Un défaut caractéristique des turbocompresseurs est le turbo-lag, c’est-à-dire le retard de réponse du turbocompresseur. En effet, lors d’une accélération à bas régime, les gaz d’échappement ne disposent pas encore de l’énergie nécessaire pour vaincre l’inertie de la roue de turbine et comprimer ainsi l’air selon les exigences du conducteur. Cette demande ne pourra être satisfaite qu’après un certain délai à compter de l’action sur l’accélérateur. Pour remédier à ce retard, des solutions telles que l’installation de turbines en parallèle ou en série ont été mises en œuvre. Avec la configuration en parallèle, on emploie des turbocompresseurs plus petits et donc plus légers, capables d’offrir une réponse plus vive tout en fournissant ensemble la pression de suralimentation requise. Avec la configuration en série, deux turbocompresseurs de dimensions différentes interviennent en fonction de la charge du moteur : si elle est faible, seul le petit turbocompresseur placé en amont est mis à contribution ; si elle est élevée, le plus grand entre également en action, grâce au contournement d’une partie des gaz d’échappement autrement réservée à la turbine la plus petite. Une autre solution consiste à adopter des turbines à géométrie variable.
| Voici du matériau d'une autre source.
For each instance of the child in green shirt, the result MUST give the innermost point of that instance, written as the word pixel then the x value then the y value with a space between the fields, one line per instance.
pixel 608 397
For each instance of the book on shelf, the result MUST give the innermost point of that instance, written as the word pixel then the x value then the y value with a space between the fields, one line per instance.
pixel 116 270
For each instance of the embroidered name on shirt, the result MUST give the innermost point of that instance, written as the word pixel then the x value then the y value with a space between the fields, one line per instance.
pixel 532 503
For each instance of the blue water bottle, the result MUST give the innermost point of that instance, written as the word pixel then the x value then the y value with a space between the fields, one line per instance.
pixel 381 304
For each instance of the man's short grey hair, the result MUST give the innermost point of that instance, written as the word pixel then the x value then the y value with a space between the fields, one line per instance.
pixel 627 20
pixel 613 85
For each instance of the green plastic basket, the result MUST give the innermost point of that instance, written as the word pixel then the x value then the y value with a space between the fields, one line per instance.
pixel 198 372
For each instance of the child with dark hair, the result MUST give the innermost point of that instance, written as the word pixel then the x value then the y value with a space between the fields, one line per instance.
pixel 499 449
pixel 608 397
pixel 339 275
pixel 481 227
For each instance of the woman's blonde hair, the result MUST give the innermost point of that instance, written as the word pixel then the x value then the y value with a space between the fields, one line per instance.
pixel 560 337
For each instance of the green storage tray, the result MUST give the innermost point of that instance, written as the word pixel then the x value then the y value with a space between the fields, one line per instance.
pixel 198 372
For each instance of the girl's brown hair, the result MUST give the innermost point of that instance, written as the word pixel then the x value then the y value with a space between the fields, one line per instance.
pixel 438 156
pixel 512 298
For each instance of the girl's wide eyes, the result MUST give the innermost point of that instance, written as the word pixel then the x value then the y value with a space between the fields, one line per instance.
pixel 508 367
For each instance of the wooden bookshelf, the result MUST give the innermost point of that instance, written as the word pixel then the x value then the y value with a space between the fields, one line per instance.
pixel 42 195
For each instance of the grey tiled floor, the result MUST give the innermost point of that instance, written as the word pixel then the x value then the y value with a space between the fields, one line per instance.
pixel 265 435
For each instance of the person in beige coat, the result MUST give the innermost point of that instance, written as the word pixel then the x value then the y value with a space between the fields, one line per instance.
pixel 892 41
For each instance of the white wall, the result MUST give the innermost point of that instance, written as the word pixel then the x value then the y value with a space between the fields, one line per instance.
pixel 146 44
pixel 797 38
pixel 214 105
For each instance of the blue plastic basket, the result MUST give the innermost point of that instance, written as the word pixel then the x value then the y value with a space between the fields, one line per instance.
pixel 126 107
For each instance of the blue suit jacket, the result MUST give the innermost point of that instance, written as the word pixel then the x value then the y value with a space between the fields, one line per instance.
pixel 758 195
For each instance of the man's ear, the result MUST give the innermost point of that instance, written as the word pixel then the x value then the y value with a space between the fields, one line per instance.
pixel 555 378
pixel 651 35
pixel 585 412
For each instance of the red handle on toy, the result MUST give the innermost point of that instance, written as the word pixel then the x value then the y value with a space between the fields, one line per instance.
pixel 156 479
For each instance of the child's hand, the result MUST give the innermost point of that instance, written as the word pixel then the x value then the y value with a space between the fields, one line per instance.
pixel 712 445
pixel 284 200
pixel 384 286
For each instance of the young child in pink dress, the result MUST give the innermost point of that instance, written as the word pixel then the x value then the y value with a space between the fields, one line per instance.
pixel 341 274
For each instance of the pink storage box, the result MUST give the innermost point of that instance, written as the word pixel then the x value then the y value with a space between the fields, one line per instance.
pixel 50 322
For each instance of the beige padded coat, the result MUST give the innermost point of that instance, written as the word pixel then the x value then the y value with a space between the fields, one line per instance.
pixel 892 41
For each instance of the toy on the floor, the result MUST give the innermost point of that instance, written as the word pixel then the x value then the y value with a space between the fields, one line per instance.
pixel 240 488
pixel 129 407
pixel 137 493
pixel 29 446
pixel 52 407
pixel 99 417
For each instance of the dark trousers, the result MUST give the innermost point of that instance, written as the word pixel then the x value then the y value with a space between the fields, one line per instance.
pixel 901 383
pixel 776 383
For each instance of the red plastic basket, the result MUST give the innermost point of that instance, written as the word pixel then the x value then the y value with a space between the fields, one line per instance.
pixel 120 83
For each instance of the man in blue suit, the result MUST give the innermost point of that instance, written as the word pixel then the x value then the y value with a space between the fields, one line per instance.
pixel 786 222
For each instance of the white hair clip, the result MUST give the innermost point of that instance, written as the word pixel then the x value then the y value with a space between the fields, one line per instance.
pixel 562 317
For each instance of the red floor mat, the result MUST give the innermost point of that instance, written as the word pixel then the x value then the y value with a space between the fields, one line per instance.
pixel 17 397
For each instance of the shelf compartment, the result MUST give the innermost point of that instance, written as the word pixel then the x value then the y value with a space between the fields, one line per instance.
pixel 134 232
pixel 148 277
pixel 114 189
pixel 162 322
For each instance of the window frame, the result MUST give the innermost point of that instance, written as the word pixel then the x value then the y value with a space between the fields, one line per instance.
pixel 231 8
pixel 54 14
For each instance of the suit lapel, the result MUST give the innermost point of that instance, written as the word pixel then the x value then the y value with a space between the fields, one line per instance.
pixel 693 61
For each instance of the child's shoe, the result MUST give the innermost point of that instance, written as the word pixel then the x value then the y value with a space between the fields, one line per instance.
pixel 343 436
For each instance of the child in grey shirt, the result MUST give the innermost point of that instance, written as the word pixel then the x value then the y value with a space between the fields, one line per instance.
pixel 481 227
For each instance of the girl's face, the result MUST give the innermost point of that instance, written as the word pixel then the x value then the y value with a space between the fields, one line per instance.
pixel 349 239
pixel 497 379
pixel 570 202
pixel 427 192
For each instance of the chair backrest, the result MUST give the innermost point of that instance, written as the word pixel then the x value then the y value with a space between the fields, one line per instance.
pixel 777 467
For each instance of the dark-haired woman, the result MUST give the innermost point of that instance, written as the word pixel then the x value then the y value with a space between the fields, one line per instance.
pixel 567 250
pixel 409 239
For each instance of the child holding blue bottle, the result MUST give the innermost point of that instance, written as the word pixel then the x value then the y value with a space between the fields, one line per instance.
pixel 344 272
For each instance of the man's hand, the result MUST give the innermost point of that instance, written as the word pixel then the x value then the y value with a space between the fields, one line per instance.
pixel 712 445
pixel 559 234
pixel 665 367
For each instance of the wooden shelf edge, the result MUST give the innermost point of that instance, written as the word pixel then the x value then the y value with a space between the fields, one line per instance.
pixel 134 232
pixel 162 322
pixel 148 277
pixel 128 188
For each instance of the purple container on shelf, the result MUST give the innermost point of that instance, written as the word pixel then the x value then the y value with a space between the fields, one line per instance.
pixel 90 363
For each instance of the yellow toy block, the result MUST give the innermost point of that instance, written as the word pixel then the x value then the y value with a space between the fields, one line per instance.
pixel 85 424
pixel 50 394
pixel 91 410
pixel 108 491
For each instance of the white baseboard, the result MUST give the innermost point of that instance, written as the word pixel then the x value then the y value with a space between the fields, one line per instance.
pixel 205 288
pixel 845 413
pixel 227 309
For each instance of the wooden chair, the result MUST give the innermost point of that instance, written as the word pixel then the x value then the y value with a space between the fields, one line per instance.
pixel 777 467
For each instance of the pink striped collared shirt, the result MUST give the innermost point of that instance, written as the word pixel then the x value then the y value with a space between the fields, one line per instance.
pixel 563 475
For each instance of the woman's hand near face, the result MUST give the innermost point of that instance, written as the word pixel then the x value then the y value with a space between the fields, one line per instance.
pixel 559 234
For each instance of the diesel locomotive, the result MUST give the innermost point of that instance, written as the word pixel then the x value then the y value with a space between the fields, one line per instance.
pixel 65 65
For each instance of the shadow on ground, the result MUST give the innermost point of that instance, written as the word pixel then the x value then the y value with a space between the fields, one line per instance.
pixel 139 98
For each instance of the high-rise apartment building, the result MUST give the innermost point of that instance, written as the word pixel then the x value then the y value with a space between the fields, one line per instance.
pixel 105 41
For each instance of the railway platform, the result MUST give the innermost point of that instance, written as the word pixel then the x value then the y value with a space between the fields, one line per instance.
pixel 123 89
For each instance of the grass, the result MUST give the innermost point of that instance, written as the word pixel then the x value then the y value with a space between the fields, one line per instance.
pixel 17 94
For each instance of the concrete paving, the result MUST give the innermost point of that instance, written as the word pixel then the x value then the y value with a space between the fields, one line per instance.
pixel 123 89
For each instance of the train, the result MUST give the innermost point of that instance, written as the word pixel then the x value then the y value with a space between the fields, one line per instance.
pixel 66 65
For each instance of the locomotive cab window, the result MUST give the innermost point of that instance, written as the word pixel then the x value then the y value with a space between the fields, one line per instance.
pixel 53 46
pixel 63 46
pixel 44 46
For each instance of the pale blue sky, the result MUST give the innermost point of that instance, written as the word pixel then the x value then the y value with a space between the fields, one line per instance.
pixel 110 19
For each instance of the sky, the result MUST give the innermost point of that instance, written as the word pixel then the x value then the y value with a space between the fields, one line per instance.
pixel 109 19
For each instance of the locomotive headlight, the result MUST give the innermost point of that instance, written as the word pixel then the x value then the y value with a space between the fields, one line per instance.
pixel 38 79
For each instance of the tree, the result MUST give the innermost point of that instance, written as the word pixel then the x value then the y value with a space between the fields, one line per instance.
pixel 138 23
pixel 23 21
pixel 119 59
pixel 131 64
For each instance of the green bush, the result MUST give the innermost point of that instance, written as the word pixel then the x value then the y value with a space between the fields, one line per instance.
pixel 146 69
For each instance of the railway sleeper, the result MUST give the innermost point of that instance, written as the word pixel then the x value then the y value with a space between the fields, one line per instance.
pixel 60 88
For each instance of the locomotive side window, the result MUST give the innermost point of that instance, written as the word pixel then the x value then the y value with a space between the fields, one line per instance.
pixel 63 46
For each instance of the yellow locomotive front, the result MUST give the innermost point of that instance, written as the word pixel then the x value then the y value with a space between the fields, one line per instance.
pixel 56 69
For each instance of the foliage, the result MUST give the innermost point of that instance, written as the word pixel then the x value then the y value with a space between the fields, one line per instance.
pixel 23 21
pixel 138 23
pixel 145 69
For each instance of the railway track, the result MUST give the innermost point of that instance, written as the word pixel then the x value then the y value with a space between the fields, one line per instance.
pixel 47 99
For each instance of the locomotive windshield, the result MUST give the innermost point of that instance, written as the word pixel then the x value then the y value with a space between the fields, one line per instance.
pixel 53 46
Autour de la roue de turbine sont disposées des aubes dont l’inclinaison est réglée par un calculateur programmé à cet effet. À bas régime, les aubages sont inclinés de manière à réduire la section de passage. Ce passage réduit permet aux gaz d’adopter une direction et un débit favorables à la modification de l’inertie de la roue. Il est en effet plus efficace d’avoir plusieurs petits jets bien orientés qu’un unique jet important, mais dispersé.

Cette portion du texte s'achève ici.